Furthermore, in this embodiment, the temperature of the surface of the etched material heated by laser beam irradiation is controlled based on the relationship with the cross-sectional shape of the pattern obtained by etching. In the initial stage of etching, which can be either isotropic or anisotropic, it is possible to avoid an unnecessary increase in the etching rate by heating the surface of the material to be etched using laser light. can.

〔Effect of the invention〕

As described above, according to the method for controlling a plasma etching apparatus according to the present invention, the surface temperature of the material to be etched which is heated by laser beam irradiation can be controlled by
Since the etching is controlled according to the progress of etching by controlling the pulse irradiation conditions of the laser beam and the cooling means of the stage, the etching speed can be changed based on the relationship with the cross-sectional shape obtained by etching. This makes it possible to proactively increase the surface temperature of the material to be etched during the etching stage, where the etching characteristics may be isotropic or anisotropic, thereby avoiding unnecessary increases in etching processing time, and achieving the desired cross-section.
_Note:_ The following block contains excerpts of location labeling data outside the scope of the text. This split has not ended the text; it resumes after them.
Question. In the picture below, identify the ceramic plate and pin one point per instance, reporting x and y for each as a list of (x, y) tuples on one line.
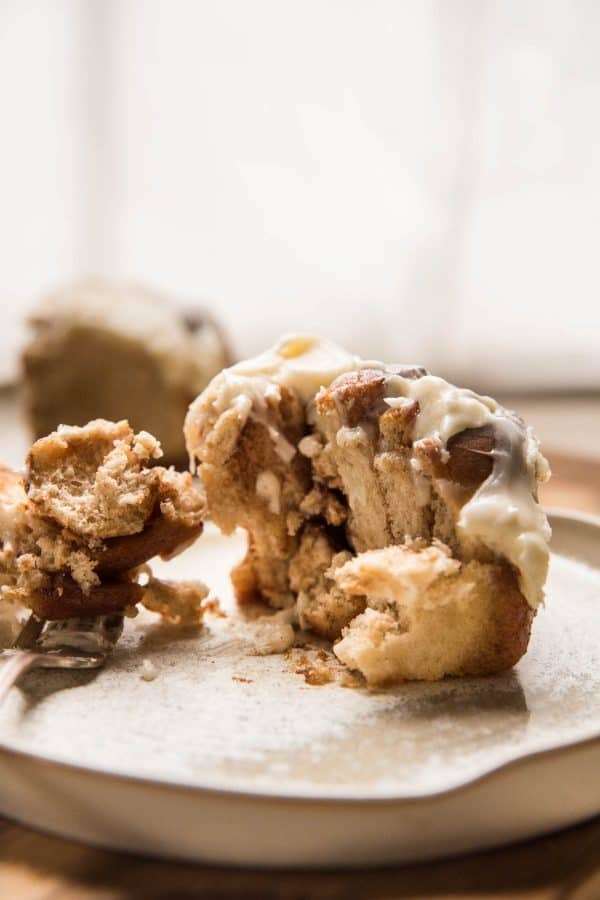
[(229, 756)]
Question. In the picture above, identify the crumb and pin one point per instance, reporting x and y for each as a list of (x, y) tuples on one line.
[(149, 671), (178, 602), (273, 634), (213, 606), (350, 679)]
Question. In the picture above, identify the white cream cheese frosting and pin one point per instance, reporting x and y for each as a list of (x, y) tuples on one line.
[(503, 513)]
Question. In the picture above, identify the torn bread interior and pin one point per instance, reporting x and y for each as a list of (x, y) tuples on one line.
[(91, 509), (394, 512)]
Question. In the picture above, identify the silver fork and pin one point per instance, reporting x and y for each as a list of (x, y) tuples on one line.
[(70, 644)]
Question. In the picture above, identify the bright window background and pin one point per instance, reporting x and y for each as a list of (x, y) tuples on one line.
[(419, 180)]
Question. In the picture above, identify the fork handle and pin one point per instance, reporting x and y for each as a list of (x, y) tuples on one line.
[(15, 666)]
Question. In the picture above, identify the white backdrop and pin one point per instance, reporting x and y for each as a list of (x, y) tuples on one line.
[(420, 180)]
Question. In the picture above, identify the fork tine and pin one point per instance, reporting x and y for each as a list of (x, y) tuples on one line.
[(29, 633)]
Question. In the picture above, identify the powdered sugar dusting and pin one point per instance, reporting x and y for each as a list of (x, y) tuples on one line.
[(220, 714)]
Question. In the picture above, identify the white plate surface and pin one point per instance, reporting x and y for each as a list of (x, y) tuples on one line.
[(232, 757)]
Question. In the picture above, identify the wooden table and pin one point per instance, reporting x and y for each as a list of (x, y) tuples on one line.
[(564, 865)]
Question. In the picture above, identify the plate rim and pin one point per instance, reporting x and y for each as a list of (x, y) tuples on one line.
[(327, 794)]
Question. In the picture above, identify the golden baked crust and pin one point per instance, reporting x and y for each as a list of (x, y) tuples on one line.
[(360, 524)]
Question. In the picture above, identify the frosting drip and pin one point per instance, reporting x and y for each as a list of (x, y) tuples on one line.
[(503, 513)]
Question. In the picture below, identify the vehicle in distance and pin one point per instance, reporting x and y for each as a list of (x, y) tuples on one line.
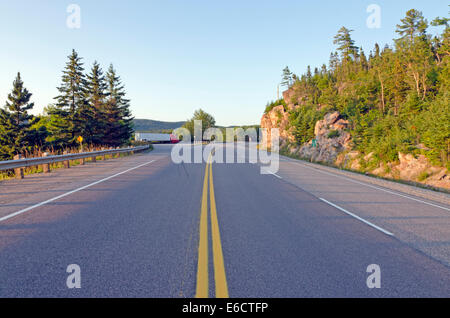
[(157, 138)]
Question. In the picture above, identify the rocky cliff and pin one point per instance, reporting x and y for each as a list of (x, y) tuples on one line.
[(333, 145)]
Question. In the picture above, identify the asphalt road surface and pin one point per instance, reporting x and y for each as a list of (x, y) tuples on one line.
[(143, 226)]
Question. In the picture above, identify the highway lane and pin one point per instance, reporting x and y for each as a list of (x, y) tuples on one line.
[(138, 235)]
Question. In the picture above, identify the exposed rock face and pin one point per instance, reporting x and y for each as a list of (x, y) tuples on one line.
[(332, 138), (278, 117)]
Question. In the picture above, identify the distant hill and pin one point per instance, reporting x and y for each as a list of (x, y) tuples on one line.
[(155, 125)]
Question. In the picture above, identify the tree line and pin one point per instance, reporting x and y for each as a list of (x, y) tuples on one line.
[(397, 99), (93, 106)]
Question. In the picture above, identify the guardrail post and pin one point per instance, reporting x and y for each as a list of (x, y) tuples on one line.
[(18, 171), (45, 166), (67, 162)]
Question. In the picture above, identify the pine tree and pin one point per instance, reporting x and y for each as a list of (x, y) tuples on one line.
[(72, 109), (96, 95), (286, 77), (345, 43), (413, 25), (119, 121), (15, 122)]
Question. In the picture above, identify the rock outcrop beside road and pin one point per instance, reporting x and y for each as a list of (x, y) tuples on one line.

This has the effect that a shaped etching pattern can be formed with a high yield while minimizing the increase in etching processing time.

[Brief explanation of the drawing]

FIG. 1 is a sectional view for explaining a method of controlling a plasma etching apparatus according to an embodiment of the present invention;
Fig. 2 is a diagram showing the relationship between laser irradiation and Si substrate surface temperature, and Fig. 3 is a diagram showing the etching process when the plasma etching apparatus control method according to an embodiment of the present invention is applied to the RIE method. FIG. 4 is a cross-sectional view showing a conventional branch-and-leaf type plasma etcher. DESCRIPTION OF SYMBOLS 1...Si substrate, 12...Etched material, 2...Lower electrode, 3...Upper electrode, 4...Chamber, 5...O ring, 13...Resist.

Claims (1)

[Scope of Claims] 1. A method for controlling a plasma etching apparatus in which a material to be etched is placed in a plasma atmosphere and the surface of the material to be etched is irradiated with a laser beam to perform plasma etching, comprising: A pulsed laser beam irradiation means is used to heat the material by pulse irradiation, and a stage cooling means is used to cool the stage on which the material to be etched is placed. 1. A method of controlling a plasma etching apparatus, characterized in that the temperature of the surface of the material to be etched is controlled by controlling pulse irradiation conditions and stage cooling means.